Why do we talk about this now? Because we have been in London since Easter, where we were feeling a bit relieved to be dealing with things in a language we totally understand. Yes, they speak English here, but we don’t usually hear the traditional English accent, but English with hints of Indian, Chinese, Eastern European or African influences. London is looking like New York City, where there are some 300 languages being spoken and in some areas of the city, English is a second language.

We have not been so acutely aware of the homogenizing powers of globalization until coming to London. I have remarked that there didn’t seem much to write about London because it seemed so much like home. With Starbucks on every corner (the only countries where we didn’t see a Starbucks were Vietnam, Cambodia and Italy!), the neighborhood pub advertising a Thai menu, and special three-day bank holiday sales, it’s felt like the closest thing to the US we’ve seen in nine months. Sure, they still do the changing of the guard here, the police wear the cutest hats, and the taxis have a unique shape, but this is not your grandma’s London. This is the economically strongest, most diverse, and forward looking European capital we’ve seen.

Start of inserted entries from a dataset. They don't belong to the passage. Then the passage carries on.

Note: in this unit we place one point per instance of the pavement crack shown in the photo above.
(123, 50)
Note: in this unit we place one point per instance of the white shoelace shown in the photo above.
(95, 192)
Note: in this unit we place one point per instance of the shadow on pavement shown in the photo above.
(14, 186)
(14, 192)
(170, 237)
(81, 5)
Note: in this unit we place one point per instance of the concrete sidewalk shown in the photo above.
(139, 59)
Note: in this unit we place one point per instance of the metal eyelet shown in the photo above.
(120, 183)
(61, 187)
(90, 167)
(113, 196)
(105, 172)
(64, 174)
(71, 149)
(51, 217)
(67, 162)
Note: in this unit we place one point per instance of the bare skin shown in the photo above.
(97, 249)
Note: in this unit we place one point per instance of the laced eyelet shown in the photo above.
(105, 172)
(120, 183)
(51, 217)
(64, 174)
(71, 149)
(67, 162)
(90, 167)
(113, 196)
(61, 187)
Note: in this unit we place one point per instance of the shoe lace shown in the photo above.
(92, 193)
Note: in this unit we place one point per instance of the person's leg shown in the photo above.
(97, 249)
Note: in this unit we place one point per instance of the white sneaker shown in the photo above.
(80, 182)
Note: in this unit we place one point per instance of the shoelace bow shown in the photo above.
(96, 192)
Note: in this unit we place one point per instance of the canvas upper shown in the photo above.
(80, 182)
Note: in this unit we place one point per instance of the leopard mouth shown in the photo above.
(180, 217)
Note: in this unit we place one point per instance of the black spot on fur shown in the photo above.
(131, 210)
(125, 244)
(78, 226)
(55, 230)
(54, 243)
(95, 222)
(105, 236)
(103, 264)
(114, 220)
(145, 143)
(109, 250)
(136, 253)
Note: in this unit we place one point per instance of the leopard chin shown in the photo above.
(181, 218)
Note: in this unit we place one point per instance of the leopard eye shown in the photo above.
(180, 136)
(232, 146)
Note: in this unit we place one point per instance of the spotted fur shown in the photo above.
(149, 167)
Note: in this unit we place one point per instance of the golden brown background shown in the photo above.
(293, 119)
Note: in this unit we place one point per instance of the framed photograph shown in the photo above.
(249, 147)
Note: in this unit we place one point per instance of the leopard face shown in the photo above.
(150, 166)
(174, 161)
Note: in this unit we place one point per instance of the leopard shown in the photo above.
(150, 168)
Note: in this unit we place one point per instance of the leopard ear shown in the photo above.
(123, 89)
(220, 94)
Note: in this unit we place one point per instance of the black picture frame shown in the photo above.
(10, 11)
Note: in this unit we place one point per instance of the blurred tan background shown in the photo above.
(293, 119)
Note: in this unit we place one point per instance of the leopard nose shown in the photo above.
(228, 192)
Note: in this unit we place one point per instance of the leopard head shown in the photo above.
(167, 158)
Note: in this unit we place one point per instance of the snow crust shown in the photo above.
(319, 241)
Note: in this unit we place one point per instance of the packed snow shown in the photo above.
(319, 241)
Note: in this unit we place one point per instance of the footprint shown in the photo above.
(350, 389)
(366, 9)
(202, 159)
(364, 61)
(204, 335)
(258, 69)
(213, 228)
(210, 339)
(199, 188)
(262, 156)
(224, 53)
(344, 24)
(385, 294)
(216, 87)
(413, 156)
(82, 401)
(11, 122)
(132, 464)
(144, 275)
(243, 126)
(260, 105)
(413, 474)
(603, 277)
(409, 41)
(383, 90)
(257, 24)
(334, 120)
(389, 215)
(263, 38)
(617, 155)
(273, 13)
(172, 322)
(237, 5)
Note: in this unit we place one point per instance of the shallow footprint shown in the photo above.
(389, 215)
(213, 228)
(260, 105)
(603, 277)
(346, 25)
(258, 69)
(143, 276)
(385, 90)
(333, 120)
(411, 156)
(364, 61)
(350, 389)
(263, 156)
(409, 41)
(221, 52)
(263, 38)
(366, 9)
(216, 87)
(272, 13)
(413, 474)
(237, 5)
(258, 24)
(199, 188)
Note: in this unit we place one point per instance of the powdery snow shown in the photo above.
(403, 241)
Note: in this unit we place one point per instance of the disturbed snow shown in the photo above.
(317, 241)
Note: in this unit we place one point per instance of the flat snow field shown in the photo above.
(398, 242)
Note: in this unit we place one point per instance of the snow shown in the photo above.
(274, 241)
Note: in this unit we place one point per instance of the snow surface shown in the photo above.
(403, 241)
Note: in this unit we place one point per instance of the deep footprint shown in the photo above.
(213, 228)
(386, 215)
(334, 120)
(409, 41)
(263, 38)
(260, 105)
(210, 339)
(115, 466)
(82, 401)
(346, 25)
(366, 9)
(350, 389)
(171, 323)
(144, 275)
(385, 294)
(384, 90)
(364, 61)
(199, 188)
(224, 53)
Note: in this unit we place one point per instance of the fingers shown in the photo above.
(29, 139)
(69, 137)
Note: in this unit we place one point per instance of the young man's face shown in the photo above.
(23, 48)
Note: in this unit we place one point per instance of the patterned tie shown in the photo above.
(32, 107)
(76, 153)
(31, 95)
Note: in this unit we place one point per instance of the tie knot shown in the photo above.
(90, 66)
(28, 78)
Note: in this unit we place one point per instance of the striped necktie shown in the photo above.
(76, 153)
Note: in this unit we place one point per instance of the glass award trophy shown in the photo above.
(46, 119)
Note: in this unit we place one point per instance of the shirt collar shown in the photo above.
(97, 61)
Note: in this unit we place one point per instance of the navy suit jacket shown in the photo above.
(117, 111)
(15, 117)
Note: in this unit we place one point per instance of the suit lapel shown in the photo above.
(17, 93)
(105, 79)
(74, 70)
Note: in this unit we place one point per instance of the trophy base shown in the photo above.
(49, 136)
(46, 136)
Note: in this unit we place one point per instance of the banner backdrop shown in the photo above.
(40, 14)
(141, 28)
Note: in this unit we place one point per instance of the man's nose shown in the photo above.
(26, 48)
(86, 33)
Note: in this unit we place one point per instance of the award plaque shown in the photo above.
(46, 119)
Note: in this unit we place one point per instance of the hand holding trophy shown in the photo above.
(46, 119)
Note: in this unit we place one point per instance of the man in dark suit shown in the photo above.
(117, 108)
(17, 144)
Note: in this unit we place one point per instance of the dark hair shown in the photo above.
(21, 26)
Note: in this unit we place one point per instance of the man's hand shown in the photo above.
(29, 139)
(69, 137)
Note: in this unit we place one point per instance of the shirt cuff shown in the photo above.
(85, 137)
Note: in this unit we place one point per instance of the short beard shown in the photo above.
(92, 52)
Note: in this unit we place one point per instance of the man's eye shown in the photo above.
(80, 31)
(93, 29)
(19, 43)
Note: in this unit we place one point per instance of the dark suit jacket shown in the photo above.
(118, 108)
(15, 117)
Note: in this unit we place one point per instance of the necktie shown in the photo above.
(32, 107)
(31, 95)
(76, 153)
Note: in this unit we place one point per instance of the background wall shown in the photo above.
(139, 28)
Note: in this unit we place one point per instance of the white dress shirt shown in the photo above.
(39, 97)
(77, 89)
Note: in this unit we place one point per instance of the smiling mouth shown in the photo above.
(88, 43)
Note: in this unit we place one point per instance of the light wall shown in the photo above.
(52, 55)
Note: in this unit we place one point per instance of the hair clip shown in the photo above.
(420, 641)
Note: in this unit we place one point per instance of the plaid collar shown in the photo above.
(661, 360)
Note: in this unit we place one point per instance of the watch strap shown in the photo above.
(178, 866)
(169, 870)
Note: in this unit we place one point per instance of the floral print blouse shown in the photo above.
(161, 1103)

The London of yesterday is still accessible at the Tower of London, and the London of tomorrow is being embraced as evidenced by the Millennium Bridge and London Eye (brought to you by British Airways). But the London of today is hard to pin down, except to say that its expensive. London is fast becoming the most expensive city in the world, it currently resides as third most expensive behind Tokyo and Osaka Japan.

We’ve included a few signs we’ve found in English from around the world, some strange, some blunt, and some whimsical.


Anonymous Don Eggert said...

That was some interesting math there, guys! I get (94.9 pence/liter) * (US$0.0174/pence) * (3.7861 liter/gallon) = US$6.25 per gallon. I can't let a fellow alum (especially one with a PhD in engineering) get away with that!